If you want a financially secure retirement, never underestimate the risk posed by increasing inflation rates.
Why is that you ask? Well, let's start with a simple definition of inflation. In very simple 'Financial Bloke' terms, inflation is when the cost of everything just keeps going up each year.
It is measured and tracked by the government and is generally expressed as a percentage increase each year in the Consumer Price Index (CPI). The Reserve Bank of Australia states on its website that the government is targeting an inflation rate of 2-3 per cent per annum, on average, over time.
So why should you worry about inflation? Because the cost of everything rises each year and therefore so do your living expenses. Over time that compounds the longer you are retired. If you base your retirement funding calculations of how much you need to live off for the rest of your life on everything going up each year by say 2.5pc but the actual rate is greater than that, then you run the risk of running out of money much quicker than expected. This means you need a lump sum that will generate an income that increases to keep up with inflation.
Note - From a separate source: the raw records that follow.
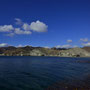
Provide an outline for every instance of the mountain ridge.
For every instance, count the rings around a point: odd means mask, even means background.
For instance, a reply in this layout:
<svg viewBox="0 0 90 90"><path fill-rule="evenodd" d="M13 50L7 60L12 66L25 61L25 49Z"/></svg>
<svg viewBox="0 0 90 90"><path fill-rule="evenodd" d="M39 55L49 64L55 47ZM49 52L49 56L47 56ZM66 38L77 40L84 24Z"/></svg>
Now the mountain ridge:
<svg viewBox="0 0 90 90"><path fill-rule="evenodd" d="M88 48L88 49L87 49ZM90 57L90 47L83 48L44 48L44 47L0 47L0 56L58 56Z"/></svg>

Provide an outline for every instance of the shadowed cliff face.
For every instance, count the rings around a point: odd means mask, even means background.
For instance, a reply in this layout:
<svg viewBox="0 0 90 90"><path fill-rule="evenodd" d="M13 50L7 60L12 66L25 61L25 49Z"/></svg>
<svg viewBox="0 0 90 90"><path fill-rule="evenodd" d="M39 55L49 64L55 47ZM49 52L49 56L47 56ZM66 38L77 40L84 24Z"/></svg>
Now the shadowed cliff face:
<svg viewBox="0 0 90 90"><path fill-rule="evenodd" d="M82 48L53 49L43 47L2 47L0 55L5 56L59 56L59 57L90 57L90 53Z"/></svg>

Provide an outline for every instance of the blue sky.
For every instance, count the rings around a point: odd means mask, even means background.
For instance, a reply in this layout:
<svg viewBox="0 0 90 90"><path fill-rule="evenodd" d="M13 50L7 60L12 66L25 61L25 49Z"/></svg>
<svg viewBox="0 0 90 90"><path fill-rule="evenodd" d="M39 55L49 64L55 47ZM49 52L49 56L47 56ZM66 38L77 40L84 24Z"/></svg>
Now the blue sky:
<svg viewBox="0 0 90 90"><path fill-rule="evenodd" d="M90 0L0 0L0 46L90 46Z"/></svg>

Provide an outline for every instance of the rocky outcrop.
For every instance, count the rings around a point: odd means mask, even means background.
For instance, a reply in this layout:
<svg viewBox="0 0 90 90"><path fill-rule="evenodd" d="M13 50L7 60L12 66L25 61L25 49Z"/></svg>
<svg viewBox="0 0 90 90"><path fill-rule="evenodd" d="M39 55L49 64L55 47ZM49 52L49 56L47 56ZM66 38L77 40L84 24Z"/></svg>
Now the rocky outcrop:
<svg viewBox="0 0 90 90"><path fill-rule="evenodd" d="M38 49L34 49L30 52L30 56L45 56L45 53L41 52Z"/></svg>
<svg viewBox="0 0 90 90"><path fill-rule="evenodd" d="M60 56L64 57L90 57L90 53L82 48L72 48L60 51Z"/></svg>
<svg viewBox="0 0 90 90"><path fill-rule="evenodd" d="M83 47L82 49L84 49L84 50L90 52L90 47Z"/></svg>

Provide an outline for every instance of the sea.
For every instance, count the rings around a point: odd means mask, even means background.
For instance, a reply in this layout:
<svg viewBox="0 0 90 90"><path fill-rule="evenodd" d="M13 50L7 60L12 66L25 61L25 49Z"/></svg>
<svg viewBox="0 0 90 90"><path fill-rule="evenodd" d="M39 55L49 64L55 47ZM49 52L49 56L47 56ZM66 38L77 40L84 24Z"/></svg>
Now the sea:
<svg viewBox="0 0 90 90"><path fill-rule="evenodd" d="M0 90L90 90L90 58L0 56Z"/></svg>

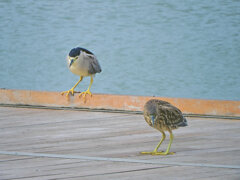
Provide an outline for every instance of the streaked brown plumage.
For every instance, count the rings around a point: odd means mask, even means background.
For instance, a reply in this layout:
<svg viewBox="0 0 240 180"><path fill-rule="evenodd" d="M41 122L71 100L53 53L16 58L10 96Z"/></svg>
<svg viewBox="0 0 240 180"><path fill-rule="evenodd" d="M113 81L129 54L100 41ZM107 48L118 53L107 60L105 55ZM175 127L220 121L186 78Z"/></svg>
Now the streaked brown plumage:
<svg viewBox="0 0 240 180"><path fill-rule="evenodd" d="M166 101L151 99L144 106L144 118L149 126L162 133L162 139L153 152L142 153L152 155L173 154L169 153L173 140L172 130L177 129L178 127L187 126L187 120L183 117L182 112L177 107ZM170 142L165 152L158 152L158 148L166 137L164 131L168 131L170 133Z"/></svg>

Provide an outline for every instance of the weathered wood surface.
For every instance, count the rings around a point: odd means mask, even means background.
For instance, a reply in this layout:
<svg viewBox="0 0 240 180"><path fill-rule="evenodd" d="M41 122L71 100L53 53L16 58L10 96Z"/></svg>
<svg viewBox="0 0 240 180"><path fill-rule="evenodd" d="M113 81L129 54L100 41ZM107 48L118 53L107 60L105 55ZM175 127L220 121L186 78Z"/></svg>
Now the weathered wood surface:
<svg viewBox="0 0 240 180"><path fill-rule="evenodd" d="M142 115L0 107L0 179L240 179L240 121L187 119L163 157Z"/></svg>

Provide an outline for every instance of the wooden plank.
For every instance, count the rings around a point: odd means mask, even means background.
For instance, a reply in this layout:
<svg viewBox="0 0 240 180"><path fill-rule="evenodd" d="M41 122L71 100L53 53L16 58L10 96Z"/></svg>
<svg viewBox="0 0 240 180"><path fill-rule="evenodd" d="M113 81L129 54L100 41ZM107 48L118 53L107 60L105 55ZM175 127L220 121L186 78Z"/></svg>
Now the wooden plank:
<svg viewBox="0 0 240 180"><path fill-rule="evenodd" d="M153 150L161 134L142 115L0 107L0 151L240 165L239 121L188 118L188 123L173 131L175 155L149 156L139 152ZM162 150L168 140L167 135ZM0 179L227 179L238 174L229 168L0 154Z"/></svg>

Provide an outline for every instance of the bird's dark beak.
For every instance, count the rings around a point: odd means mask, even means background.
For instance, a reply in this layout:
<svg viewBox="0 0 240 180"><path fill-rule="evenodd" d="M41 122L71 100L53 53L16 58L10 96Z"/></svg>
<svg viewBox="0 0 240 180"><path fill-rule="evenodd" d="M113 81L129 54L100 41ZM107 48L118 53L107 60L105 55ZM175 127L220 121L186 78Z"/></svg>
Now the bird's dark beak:
<svg viewBox="0 0 240 180"><path fill-rule="evenodd" d="M71 62L69 64L69 67L71 67L71 65L74 63L74 59L71 59Z"/></svg>
<svg viewBox="0 0 240 180"><path fill-rule="evenodd" d="M151 117L151 121L152 121L152 126L154 127L155 116L150 115L150 117Z"/></svg>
Here's a simple example. Assume right now you are 65 and retired and statistically you are expected to live another 20 years (about age 85). Let's say you need $65,000pa for a comfortable retirement and inflation is 2.5pc per annum. By the time you are 85 your cost of living will have increased to $110,000pa.
A competent financial adviser will take that into consideration when developing a financial plan but what happens if inflation isn't 2.5pc pa? What if say the government artificially lowers interest rates for an extended period of time and starts printing truckloads of money? Well, you get inflation and possibly lots of it!
And that, my friends, is terrible bloody news for retirees.
Let's run the numbers for what would happen if the inflation rate moves to say 3.5pc per annum.
Well the cost of living will keep going up at a relatively modest additional 1pc per annum (total of 3.5pc per annum). Instead of needing $110,000 to live annually by age 85 you would need $134,000pa, a whopping $24k per annum extra or 23pc more each year.
That is why if inflation gets out of control, even what seems like small average increases over time can have a significant compounding impact long term.
So, what can you do? Firstly, you need to know how your retirement funding model looks now and what it would look like in a higher inflation world. Then if you know how inflation impacts your model you can get advice on how to protect your retirement funds and give yourself the best chance of a secure retirement.